At Stop 24 service station near Folkestone on Wednesday, The Grocer found drivers unwilling to return until the congestion had eased. “It’s not worth it,” said one Polish haulier. “Why come just to be stuck here?”
The delays have placed added pressure on British businesses currently stockpiling with more than one in four food companies still planning to build stocks ahead of the 1 January deadline, a November survey by the FDF revealed.
“Nobody wants to come. Nobody,” said Geb Boito, director at Bucci Freight Services. “It’s a nightmare at the moment.”
The concern is particularly pressing for importers of perishable goods such as fruit and vegetables and has left many with a simple choice: pay more for transport or risk not having goods delivered at all.
“No sensible haulier is honouring previous transport agreements through this period,” said Jack Fleming, founder of Chill-Chain, a cold chain logistics platform. “They would either say they’re not doing it, or they will do it but on these different terms based on how long it will take.”
Transport prices have consequently soared, with some hauliers demanding fees of up to €7,000 to bring goods from Northern Italy to London. Businesses would usually expect to pay around €2,000 for the same trip, but at least one major fmcg multinational is understood to be paying the new charge.
European hauliers are often paid by the kilometre, “so if they’re not rolling, they’re not making money”, explained Heather Wallace, international group manager at the Road Haulage Association. “Anywhere they might end up sitting in lots or traffic will be avoided if they can.”
Eddie Fleming, director at JEM Fruits, said a few Spanish hauliers had warned they were cutting their UK deliveries to avoid the risk of other jobs becoming affected. “If a vehicle is delayed for a day or two then it misses the collection of something else. And then another lorry has to be put in place to do that, and so on. It’s a vicious circle.”
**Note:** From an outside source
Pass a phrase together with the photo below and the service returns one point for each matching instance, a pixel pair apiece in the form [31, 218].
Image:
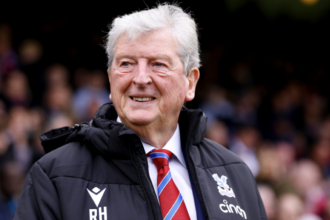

He has also witnessed prices rise “exponentially” for bringing fresh fruit across from Europe. “We’re getting quoted prices for normal transport that have gone up 30-40%.”
While some believe congestion should ease in January with businesses in both Great Britain and Europe planning to opt out of shipping for at least the first few weeks of the year, prices are still expected to mount further with additional complexity and paperwork set to come in.
Back at Stop 24 near Folkestone, some drivers are somewhat gloomy about the possibility. “It’s going to be even worse [in January],” said Jason, a British driver waiting for Swiss customs clearance. “But what can we do? It’s our own government.”